Over the past decades, I have been highly conflicted about the Tiananmen crackdown. The Western media has repeatedly emphasised the brutal suppression of the thousands of Chinese students at Tiananmen Square in Beijing in June 1989. These noble-minded young people had assembled by the hundreds of thousands that spring, demanding reforms, democracy and the end of corruption and nepotism in the Communist Party.
The reports in the Western press gave the impression that Chinese troops and tanks fired indiscriminately into the crowds of students, massacring thousands of them on June 4, 1989, staining the image of the Communist Party forever and ending the West’s hopes for the democracy movement.
However, WikiLeaks’ release of diplomatic cables from the US embassy in Beijing to Washington revealed that there was no mass shooting of students in the square.
Troops proceeding into the square were met by barricades and fierce resistance put up by protesters, including workers. A few soldiers were beaten up and the troops opened fire, resulting in hundreds of casualties among the brave protesters.
By the time the troops arrived at the square, the students had already begun to disperse and no mass slaughter took place there, although there could have been several sporadic challenges resulting in death. In all, a thousand people could have succumbed to the troops’ onslaught.
The fact that China has suppressed all news of this event has not helped and begets a guilty conscience. There could be more clarity if China acknowledges what transpired 30 years ago and reveals the true extent of the casualties.

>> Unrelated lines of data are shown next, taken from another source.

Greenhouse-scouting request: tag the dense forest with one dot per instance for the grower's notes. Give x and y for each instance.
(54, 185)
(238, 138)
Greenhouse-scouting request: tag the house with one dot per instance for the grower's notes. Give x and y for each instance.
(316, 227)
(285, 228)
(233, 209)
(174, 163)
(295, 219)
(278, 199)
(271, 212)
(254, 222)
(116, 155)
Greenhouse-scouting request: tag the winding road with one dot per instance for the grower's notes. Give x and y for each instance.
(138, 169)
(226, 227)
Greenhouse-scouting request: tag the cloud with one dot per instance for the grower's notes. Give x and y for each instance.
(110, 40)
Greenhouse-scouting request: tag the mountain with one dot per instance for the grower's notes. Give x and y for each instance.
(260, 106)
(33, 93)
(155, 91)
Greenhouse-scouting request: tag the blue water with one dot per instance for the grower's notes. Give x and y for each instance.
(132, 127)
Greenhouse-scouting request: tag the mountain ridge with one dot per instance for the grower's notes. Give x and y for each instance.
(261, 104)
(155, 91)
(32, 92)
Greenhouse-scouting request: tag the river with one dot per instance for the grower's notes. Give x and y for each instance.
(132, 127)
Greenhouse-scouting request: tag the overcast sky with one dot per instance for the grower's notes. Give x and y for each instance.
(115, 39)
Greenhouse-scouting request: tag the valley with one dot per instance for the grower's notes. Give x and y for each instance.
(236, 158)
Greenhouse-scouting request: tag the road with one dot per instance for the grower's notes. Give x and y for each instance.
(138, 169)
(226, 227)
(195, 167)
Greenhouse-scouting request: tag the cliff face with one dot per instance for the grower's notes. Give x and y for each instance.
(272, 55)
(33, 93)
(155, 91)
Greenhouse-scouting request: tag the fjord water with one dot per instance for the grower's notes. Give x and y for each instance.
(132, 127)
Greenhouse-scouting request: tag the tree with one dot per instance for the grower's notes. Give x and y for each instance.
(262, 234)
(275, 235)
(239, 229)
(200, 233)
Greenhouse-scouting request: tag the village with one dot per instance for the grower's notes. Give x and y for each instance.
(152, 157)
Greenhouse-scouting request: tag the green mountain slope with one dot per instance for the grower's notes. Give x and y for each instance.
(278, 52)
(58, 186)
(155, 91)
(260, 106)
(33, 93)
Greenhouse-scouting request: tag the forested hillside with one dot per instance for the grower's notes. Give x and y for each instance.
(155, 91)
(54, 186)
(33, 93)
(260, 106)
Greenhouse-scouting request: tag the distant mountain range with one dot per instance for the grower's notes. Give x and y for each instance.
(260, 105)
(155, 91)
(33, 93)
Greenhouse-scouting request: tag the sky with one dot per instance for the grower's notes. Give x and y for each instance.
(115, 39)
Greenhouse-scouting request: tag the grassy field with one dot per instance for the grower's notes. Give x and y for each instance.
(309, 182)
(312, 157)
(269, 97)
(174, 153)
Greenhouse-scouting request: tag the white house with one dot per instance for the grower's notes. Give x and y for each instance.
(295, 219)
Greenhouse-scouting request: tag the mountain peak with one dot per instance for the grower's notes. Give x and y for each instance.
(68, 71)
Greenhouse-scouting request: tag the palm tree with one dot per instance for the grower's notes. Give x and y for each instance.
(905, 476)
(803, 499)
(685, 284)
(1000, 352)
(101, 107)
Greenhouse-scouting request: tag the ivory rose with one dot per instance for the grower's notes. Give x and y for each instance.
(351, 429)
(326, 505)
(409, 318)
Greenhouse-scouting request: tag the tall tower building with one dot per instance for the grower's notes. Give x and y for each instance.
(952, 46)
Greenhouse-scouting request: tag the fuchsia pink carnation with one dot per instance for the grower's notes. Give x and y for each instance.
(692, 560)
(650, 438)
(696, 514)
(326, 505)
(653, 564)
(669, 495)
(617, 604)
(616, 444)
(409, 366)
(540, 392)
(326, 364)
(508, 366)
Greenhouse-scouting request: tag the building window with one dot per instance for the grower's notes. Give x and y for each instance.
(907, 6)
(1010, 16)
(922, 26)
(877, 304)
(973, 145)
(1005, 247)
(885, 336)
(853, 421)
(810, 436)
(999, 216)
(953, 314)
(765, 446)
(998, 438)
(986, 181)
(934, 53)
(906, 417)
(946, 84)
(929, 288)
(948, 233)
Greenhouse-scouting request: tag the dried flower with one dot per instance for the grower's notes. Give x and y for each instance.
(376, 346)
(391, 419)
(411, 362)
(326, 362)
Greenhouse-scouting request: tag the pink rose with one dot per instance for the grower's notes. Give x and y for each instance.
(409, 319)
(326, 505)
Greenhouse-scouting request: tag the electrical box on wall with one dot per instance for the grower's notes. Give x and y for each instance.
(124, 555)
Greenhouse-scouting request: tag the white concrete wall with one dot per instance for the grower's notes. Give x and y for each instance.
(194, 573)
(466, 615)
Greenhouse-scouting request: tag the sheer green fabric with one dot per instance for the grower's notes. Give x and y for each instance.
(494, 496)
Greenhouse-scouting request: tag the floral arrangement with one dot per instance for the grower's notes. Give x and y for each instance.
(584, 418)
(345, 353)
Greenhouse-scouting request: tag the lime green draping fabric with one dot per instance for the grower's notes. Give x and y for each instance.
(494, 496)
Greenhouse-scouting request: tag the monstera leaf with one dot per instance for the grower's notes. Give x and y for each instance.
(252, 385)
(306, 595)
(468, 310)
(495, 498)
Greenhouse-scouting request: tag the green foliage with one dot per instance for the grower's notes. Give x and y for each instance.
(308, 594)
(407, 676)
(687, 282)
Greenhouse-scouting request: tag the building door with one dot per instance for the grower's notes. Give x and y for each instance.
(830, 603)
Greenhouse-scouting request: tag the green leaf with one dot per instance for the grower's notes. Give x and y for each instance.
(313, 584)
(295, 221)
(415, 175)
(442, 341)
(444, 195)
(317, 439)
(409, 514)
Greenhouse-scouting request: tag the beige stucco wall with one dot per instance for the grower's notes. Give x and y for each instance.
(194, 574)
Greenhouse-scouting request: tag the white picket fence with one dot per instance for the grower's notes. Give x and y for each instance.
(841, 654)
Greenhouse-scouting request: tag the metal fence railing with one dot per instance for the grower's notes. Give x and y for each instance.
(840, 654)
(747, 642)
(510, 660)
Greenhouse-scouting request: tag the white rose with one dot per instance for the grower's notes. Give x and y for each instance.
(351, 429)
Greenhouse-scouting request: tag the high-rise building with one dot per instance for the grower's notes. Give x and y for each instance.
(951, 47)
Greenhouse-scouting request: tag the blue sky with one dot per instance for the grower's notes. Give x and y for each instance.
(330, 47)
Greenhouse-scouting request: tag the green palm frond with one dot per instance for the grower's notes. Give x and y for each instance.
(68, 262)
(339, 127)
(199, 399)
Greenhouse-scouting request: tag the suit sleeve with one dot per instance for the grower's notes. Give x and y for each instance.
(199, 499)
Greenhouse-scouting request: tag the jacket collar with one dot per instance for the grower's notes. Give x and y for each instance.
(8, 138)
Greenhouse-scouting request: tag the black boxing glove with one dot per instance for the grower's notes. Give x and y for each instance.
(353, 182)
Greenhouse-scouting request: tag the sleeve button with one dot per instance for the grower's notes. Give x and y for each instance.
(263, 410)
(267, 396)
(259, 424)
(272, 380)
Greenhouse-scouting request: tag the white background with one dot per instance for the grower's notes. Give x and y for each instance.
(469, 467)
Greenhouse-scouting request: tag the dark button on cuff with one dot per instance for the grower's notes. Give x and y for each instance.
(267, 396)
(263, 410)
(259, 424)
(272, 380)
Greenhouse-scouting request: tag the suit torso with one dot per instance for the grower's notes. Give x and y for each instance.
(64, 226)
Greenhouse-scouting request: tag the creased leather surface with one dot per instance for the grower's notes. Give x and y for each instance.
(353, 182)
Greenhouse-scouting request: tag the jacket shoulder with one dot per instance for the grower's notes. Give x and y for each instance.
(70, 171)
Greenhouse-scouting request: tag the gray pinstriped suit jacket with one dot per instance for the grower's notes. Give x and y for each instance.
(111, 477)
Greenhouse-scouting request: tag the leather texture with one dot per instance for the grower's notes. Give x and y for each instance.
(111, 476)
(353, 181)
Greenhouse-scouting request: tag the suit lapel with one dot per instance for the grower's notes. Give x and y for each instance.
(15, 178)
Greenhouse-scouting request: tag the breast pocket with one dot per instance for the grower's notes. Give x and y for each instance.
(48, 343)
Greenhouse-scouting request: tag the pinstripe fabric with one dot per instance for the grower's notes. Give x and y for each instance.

Perhaps the tragic event truly shocked the Chinese government to its core in the bloody way it ended and so it has tried to scrub it from the history books. If thousands in fact died, it would be better to let the truth prevail, own up to mistakes made and not to let such a catastrophic event fester and cloud the history of China.
Truth will liberate our minds and perhaps eliminate the collective amnesia of the Chinese people on this tragic event.
People who were present at the square also have a responsibility to speak truthfully and not use innuendos to further their cause. It could well be that China has been maligned by the West with the scale of the suppression exaggerated. Nonetheless, the entire world deserves to know the truth, one way or the other.